For this to be successfully accepted by those living in the targeted areas, a strong and effective communication strategy was needed. A large group of university students were hired to go door to door, explaining what the project was about. This communication strategy began in the summer of 2010 with the release of 41,000 sterile male mosquitoes happening in February 2011. Following this, mosquito traps measured whether there was a drop in mosquito populations. Following this release of GM mosquitoes, the mosquito population dropped by 85%.

Success from Playing a New Little Ditty

In June 2013, the second phase of the project began.

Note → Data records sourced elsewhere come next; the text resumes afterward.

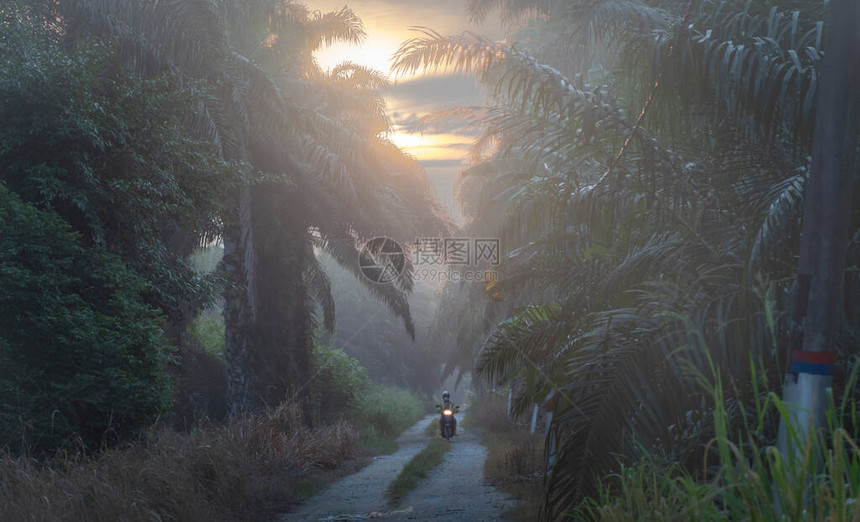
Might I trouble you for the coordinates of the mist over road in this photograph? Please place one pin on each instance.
(454, 491)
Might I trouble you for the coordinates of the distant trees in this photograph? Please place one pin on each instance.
(97, 179)
(152, 127)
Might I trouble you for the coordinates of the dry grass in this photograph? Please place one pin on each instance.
(514, 457)
(253, 467)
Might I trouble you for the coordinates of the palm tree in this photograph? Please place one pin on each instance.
(630, 242)
(321, 176)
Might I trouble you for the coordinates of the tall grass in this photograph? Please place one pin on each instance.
(515, 458)
(750, 480)
(253, 467)
(383, 412)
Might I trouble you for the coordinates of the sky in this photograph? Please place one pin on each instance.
(441, 149)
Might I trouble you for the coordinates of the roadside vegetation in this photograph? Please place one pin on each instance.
(647, 166)
(742, 476)
(250, 469)
(515, 457)
(417, 470)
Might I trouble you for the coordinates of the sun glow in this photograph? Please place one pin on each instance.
(407, 141)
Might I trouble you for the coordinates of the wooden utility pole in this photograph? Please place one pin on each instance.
(826, 218)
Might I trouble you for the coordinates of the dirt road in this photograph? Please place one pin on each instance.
(454, 491)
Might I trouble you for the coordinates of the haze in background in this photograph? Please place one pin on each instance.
(440, 149)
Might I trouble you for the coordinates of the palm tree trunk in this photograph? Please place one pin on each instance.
(279, 361)
(237, 316)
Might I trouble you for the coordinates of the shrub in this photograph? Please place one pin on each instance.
(338, 380)
(387, 410)
(81, 355)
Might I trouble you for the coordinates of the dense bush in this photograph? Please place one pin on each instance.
(337, 380)
(387, 410)
(103, 196)
(81, 354)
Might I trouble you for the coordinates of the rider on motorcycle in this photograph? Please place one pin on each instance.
(448, 405)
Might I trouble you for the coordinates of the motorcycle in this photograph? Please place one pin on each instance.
(447, 422)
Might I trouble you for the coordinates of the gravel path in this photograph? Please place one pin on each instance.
(454, 491)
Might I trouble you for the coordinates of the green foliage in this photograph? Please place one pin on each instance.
(337, 381)
(107, 151)
(81, 354)
(642, 233)
(208, 329)
(387, 410)
(104, 195)
(417, 469)
(744, 478)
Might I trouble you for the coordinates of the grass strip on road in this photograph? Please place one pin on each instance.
(417, 469)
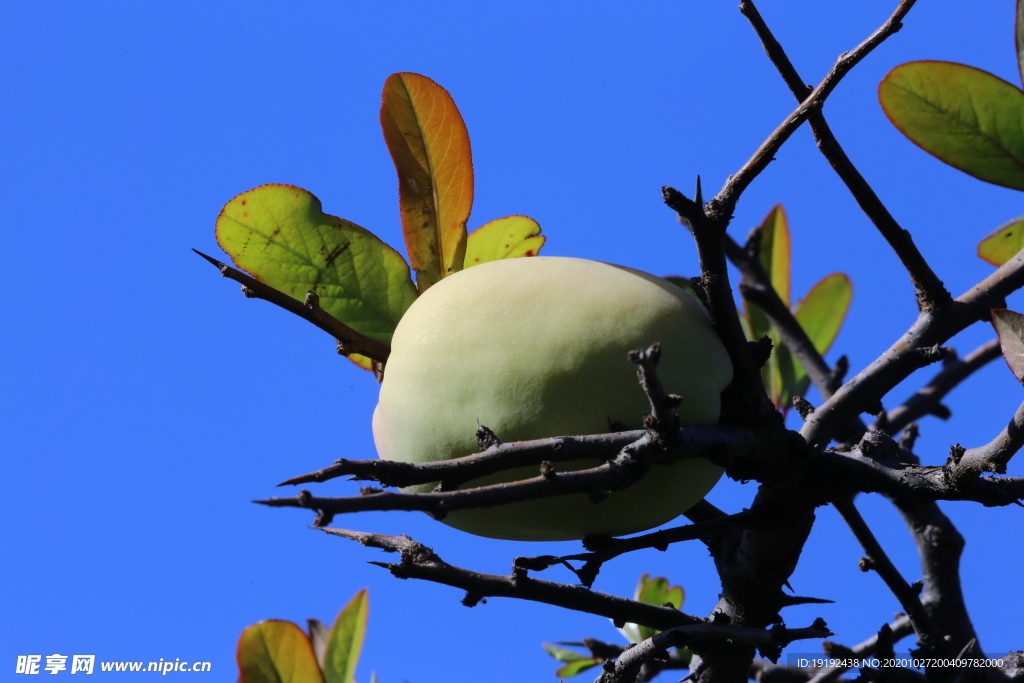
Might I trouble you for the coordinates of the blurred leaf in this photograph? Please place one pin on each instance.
(576, 668)
(318, 635)
(820, 313)
(968, 118)
(346, 640)
(430, 148)
(774, 252)
(281, 236)
(654, 592)
(1019, 35)
(563, 654)
(1003, 243)
(504, 238)
(1010, 327)
(275, 651)
(684, 284)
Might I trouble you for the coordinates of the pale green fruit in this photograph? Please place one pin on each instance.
(535, 347)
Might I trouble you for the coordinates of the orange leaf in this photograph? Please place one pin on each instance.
(430, 147)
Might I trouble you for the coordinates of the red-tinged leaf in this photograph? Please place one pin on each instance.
(281, 236)
(1003, 244)
(430, 147)
(511, 237)
(820, 313)
(1010, 327)
(275, 651)
(576, 668)
(968, 118)
(346, 640)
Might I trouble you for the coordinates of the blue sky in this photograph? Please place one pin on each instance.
(145, 401)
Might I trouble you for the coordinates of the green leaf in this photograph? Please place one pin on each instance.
(654, 592)
(1019, 35)
(504, 238)
(275, 651)
(318, 635)
(281, 236)
(576, 668)
(562, 654)
(346, 640)
(775, 260)
(1003, 244)
(1010, 327)
(429, 144)
(968, 118)
(820, 313)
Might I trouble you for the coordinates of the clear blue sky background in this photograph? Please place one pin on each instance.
(145, 401)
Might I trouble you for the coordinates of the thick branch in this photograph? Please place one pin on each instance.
(349, 341)
(993, 456)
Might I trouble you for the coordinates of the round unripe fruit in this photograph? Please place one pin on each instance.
(536, 347)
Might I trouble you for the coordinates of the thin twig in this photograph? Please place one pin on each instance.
(714, 283)
(349, 341)
(928, 634)
(616, 474)
(993, 456)
(928, 399)
(662, 419)
(928, 333)
(930, 291)
(608, 549)
(627, 667)
(722, 206)
(714, 442)
(418, 561)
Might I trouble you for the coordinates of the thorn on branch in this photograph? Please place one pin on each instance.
(486, 438)
(803, 407)
(838, 374)
(761, 350)
(664, 422)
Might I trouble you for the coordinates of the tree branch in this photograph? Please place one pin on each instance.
(716, 443)
(931, 293)
(928, 634)
(627, 667)
(916, 346)
(927, 400)
(418, 561)
(722, 206)
(349, 341)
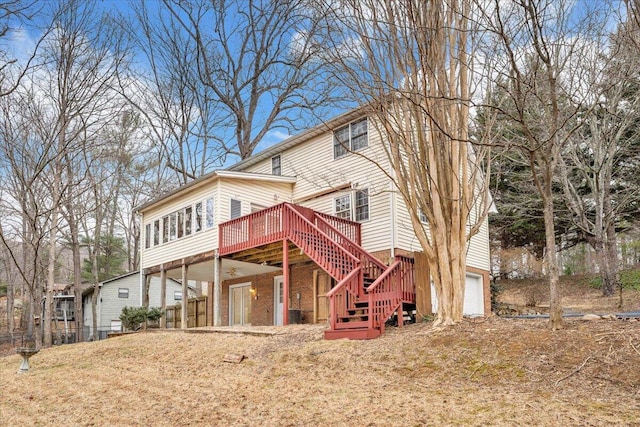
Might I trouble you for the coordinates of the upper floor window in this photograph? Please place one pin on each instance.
(353, 205)
(165, 229)
(156, 232)
(276, 165)
(198, 219)
(147, 236)
(362, 205)
(235, 209)
(209, 212)
(343, 206)
(352, 137)
(422, 216)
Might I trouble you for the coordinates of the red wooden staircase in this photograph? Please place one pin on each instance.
(367, 292)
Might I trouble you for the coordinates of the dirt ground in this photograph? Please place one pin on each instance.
(484, 372)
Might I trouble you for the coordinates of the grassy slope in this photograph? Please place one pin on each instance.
(498, 372)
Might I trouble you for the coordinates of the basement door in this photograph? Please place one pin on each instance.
(473, 303)
(322, 283)
(240, 304)
(278, 300)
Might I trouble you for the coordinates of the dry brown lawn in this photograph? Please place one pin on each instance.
(486, 372)
(493, 372)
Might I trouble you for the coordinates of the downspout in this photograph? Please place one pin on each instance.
(392, 214)
(140, 257)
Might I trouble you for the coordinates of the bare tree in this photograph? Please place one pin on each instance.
(258, 60)
(80, 60)
(535, 44)
(409, 63)
(593, 167)
(180, 112)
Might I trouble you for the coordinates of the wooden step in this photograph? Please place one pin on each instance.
(352, 334)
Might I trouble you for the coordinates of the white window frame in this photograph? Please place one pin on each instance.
(209, 212)
(231, 210)
(342, 148)
(276, 169)
(197, 223)
(344, 201)
(351, 211)
(147, 236)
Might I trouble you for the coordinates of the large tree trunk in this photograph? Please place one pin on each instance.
(555, 299)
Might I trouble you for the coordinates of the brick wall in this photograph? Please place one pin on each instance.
(262, 303)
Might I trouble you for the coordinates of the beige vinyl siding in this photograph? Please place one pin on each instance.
(316, 170)
(249, 192)
(477, 251)
(111, 305)
(198, 242)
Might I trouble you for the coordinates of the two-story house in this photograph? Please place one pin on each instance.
(309, 230)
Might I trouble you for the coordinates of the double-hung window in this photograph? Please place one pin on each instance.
(156, 232)
(147, 236)
(352, 137)
(353, 206)
(276, 165)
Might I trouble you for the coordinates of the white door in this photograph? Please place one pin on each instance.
(240, 304)
(473, 303)
(278, 300)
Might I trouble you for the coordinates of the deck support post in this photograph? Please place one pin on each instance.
(184, 308)
(285, 280)
(163, 296)
(217, 291)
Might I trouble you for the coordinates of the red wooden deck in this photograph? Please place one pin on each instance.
(367, 293)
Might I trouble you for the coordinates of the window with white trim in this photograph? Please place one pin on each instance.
(180, 223)
(156, 232)
(362, 205)
(235, 209)
(353, 206)
(165, 229)
(343, 206)
(422, 216)
(188, 220)
(276, 165)
(147, 236)
(352, 137)
(209, 212)
(198, 217)
(173, 226)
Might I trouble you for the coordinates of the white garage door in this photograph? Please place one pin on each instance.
(473, 299)
(473, 304)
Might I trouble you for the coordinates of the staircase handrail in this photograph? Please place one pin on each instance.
(348, 254)
(343, 282)
(353, 227)
(372, 287)
(359, 248)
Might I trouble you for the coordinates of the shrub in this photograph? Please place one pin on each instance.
(132, 317)
(630, 279)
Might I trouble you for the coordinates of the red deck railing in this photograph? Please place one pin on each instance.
(334, 244)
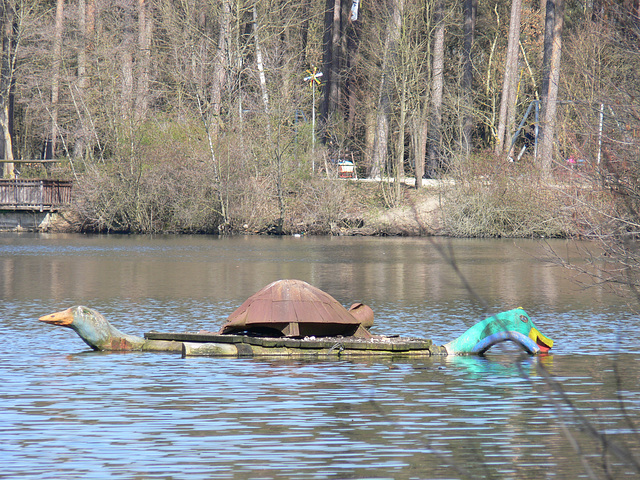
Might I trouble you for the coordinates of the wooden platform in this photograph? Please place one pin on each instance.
(256, 345)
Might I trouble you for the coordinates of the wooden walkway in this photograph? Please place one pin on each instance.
(34, 195)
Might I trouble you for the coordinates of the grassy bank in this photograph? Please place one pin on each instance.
(478, 205)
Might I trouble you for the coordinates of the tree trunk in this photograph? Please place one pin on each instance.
(380, 143)
(126, 61)
(470, 10)
(7, 68)
(50, 150)
(437, 86)
(550, 84)
(220, 67)
(263, 78)
(510, 79)
(331, 62)
(419, 142)
(145, 29)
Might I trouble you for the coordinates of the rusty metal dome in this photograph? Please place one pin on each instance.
(293, 308)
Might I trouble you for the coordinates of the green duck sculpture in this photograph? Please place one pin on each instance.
(514, 325)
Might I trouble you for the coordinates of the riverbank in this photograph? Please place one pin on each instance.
(482, 207)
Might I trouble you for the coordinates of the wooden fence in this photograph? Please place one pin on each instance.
(40, 195)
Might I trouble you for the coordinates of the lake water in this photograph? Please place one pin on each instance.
(68, 412)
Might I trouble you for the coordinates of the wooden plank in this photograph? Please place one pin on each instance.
(378, 343)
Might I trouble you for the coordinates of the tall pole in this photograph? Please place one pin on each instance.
(313, 78)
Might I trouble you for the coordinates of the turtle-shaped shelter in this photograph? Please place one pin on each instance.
(293, 308)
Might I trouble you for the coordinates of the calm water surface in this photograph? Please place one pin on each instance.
(68, 412)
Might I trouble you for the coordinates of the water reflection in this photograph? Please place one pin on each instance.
(71, 413)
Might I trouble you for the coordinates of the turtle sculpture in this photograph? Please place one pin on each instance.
(293, 308)
(298, 313)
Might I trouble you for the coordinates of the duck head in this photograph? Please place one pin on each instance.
(93, 328)
(514, 325)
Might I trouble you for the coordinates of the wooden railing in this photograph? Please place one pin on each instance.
(44, 194)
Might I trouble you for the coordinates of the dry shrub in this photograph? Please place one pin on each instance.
(500, 205)
(162, 198)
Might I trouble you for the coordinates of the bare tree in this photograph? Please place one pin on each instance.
(383, 114)
(554, 22)
(8, 23)
(437, 87)
(470, 8)
(509, 84)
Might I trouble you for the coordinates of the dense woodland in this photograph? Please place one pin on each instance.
(197, 115)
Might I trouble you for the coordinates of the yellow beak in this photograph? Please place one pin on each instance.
(545, 343)
(63, 319)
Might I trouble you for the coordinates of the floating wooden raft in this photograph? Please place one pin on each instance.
(209, 343)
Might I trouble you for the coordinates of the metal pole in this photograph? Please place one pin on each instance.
(600, 132)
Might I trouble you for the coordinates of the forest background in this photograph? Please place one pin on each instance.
(206, 116)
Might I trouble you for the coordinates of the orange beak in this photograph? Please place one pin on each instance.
(63, 319)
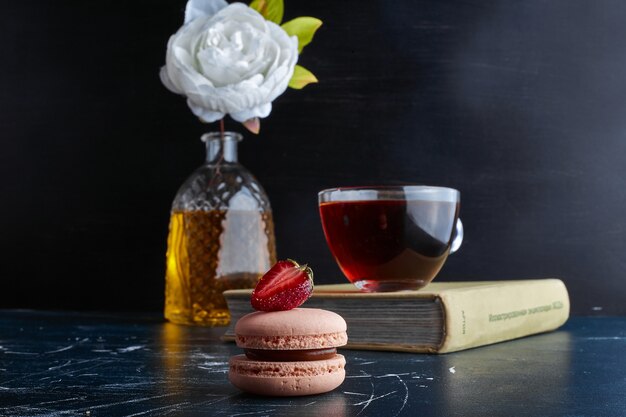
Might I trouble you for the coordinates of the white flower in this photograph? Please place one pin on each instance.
(227, 59)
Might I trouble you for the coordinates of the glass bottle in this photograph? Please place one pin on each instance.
(221, 236)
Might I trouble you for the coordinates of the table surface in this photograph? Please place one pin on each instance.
(70, 364)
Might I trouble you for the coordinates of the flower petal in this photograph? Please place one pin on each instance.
(199, 8)
(204, 114)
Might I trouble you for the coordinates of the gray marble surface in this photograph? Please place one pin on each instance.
(70, 364)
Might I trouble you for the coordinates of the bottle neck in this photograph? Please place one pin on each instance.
(221, 148)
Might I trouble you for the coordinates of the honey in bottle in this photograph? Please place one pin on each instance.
(221, 236)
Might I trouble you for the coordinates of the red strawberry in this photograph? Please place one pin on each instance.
(285, 286)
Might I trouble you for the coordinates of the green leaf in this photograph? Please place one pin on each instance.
(301, 77)
(271, 10)
(304, 28)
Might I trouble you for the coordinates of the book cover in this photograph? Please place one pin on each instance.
(442, 317)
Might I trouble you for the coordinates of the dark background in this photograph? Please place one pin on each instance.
(519, 105)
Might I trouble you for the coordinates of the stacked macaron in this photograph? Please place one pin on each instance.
(289, 352)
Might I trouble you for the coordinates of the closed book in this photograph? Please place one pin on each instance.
(440, 318)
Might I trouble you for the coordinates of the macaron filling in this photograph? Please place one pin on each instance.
(301, 355)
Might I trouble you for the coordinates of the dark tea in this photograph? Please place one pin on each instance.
(387, 245)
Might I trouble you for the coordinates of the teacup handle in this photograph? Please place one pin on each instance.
(458, 237)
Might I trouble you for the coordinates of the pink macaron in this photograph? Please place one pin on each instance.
(289, 353)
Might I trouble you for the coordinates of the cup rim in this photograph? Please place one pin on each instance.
(420, 192)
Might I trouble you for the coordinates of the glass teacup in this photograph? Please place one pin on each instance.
(391, 238)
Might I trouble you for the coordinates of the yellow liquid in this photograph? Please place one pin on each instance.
(209, 252)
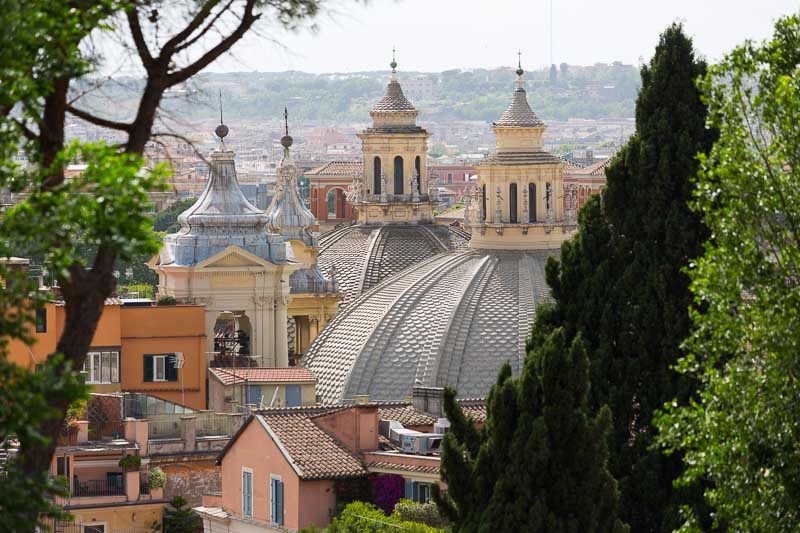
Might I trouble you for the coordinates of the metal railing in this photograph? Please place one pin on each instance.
(216, 426)
(98, 487)
(164, 429)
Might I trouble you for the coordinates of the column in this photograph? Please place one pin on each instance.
(281, 333)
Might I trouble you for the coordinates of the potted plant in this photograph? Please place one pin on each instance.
(130, 462)
(157, 479)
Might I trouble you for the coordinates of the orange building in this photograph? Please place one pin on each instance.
(156, 350)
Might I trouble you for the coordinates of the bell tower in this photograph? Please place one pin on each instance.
(393, 187)
(519, 201)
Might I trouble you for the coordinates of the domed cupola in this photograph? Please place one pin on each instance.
(287, 214)
(220, 217)
(394, 110)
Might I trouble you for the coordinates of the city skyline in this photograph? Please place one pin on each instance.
(488, 35)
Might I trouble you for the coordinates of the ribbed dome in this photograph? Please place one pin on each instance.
(453, 320)
(394, 100)
(519, 113)
(364, 255)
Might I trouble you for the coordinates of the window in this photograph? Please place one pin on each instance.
(160, 367)
(276, 500)
(62, 466)
(418, 492)
(512, 203)
(41, 321)
(376, 175)
(293, 396)
(102, 367)
(398, 175)
(247, 492)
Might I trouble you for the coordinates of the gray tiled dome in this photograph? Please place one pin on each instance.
(365, 255)
(453, 320)
(393, 100)
(519, 113)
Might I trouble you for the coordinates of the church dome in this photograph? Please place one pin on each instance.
(393, 100)
(362, 256)
(519, 113)
(453, 320)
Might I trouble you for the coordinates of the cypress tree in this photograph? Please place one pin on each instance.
(539, 464)
(620, 283)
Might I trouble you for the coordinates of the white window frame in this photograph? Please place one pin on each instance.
(95, 524)
(248, 470)
(94, 373)
(272, 497)
(164, 360)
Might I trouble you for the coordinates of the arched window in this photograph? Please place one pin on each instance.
(398, 175)
(532, 202)
(483, 202)
(376, 175)
(512, 203)
(418, 167)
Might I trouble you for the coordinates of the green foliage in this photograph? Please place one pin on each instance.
(539, 464)
(157, 478)
(742, 430)
(179, 517)
(166, 300)
(361, 517)
(424, 513)
(619, 283)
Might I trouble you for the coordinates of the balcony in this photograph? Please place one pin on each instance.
(98, 487)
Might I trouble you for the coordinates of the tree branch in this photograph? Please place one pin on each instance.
(138, 38)
(248, 19)
(171, 46)
(205, 30)
(105, 123)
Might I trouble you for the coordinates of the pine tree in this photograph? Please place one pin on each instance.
(620, 283)
(539, 464)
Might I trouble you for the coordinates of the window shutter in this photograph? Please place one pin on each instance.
(148, 368)
(409, 494)
(280, 502)
(170, 372)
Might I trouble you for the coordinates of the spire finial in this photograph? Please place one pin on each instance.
(286, 140)
(222, 130)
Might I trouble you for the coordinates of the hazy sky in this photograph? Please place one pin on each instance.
(436, 35)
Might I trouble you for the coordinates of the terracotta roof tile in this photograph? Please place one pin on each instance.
(314, 453)
(337, 168)
(385, 465)
(405, 414)
(229, 376)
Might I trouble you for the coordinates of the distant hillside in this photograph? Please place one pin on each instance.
(599, 91)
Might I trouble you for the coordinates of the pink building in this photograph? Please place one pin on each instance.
(286, 469)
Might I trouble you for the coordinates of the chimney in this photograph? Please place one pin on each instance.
(428, 400)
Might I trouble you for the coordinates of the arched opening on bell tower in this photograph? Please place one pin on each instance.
(398, 175)
(512, 203)
(483, 202)
(418, 168)
(532, 202)
(376, 175)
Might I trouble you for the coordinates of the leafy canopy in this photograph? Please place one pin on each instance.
(742, 431)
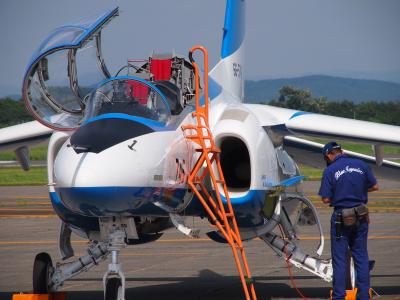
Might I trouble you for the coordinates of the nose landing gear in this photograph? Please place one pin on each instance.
(42, 270)
(114, 279)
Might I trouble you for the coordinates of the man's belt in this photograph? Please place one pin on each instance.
(352, 216)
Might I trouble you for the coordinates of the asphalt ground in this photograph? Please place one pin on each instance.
(176, 267)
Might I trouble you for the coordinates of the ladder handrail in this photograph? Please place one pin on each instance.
(222, 217)
(197, 83)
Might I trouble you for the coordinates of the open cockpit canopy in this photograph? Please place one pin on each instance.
(63, 70)
(130, 96)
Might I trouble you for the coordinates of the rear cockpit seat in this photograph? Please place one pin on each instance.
(172, 93)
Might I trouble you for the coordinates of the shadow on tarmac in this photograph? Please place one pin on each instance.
(211, 286)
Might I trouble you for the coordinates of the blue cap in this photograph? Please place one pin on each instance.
(329, 147)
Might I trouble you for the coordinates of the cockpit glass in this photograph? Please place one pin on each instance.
(128, 95)
(65, 68)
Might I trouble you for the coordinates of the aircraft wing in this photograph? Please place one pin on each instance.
(282, 123)
(19, 138)
(309, 153)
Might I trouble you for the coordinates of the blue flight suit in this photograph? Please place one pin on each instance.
(346, 182)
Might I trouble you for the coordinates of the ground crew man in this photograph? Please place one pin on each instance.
(345, 185)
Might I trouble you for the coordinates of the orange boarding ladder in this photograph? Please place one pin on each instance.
(208, 164)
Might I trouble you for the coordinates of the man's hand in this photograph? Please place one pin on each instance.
(373, 188)
(326, 200)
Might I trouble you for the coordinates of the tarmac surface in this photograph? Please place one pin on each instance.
(176, 267)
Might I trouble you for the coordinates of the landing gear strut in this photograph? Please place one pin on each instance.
(114, 279)
(42, 270)
(115, 231)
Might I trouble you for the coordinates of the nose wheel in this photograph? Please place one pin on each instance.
(42, 270)
(113, 289)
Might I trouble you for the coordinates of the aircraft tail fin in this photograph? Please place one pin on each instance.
(229, 70)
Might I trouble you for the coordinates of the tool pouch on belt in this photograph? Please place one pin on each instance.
(351, 216)
(362, 212)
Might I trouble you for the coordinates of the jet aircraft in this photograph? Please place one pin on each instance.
(119, 159)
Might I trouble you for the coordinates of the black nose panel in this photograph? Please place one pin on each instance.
(104, 133)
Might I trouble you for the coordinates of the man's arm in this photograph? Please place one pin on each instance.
(326, 200)
(373, 188)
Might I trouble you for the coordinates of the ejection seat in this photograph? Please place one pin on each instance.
(172, 93)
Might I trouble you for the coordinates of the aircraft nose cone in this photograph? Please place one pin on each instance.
(104, 132)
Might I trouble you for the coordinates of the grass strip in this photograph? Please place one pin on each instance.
(16, 176)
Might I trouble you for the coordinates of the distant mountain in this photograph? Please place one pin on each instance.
(334, 88)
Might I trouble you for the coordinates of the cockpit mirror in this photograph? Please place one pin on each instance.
(64, 70)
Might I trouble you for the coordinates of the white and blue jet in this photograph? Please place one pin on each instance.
(118, 160)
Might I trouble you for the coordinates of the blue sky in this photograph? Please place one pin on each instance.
(285, 38)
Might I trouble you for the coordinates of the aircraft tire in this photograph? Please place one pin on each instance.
(113, 289)
(42, 267)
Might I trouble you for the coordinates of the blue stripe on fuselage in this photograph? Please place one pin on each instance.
(135, 201)
(155, 125)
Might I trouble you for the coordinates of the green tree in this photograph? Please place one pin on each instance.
(13, 112)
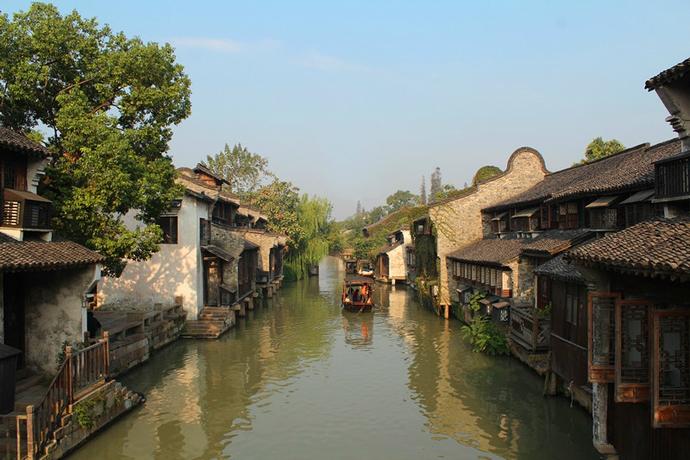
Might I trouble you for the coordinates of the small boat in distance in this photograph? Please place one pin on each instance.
(357, 295)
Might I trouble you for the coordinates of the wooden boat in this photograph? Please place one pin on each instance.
(357, 295)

This was to release 4-5 million GM male sterile mosquitoes in Jacobina, a city of 45,000. The same door to door strategy to explain the project was used along with radio ads and a song broadcasted from trucks explaining the technology and project. Once again, the number of female mosquitoes captured in traps dropped dramatically.

Aldo Malavasi was an incredible speaker. I don’t think I’ve ever learned more from a conference speaker than I did from his presentation. Through his project using GM mosquitoes, he was able to prove that the use of this technology is an effective way to suppress the number of dengue fever cases in areas that had previously had high rates of infection. At the end of his presentation, he was adamant that the project would not have been successful if they had not had such a strong public communication strategy. Once again, this proves that as scientists, we need to do a better job of communicating with everyone in society.


  1. Sergey

    Just 2 questions:
    1. How to deal then with the biodiversity?
    2. Aren’t there any cheaper techniques in place? For example, some repellents? Why GM Mosquitoes are better?

    1. Thanks for the questions. I hope the responses are useful.

      1. Biodiversity is only impacted for the short-term as the male mosquitoes are sterile and only live for a few days. This reduces the mosquito population for a short period of time, when the incidence of dengue is normally the highest. After the sterile GM male mosquitoes die, the mosquito population would return to normal, although the transfer of dengue would have been reduced while the mosquito population was lowered.

      2. Repellents really only work at an individual level. The only large scale way of controlling for mosquito populations is to chemically fog large mosquito breeding areas. This has been widely used and is minimally effective. Chemical fogging is limited in its effectiveness as every time it rains, the chemical has to be reapplied. The environmental impact of chemical fogging is at a higher level that releasing sterile male mosquitoes. Releasing sterile male mosquitoes was seen as a more environmentally safe way of trying to control the incidence of dengue.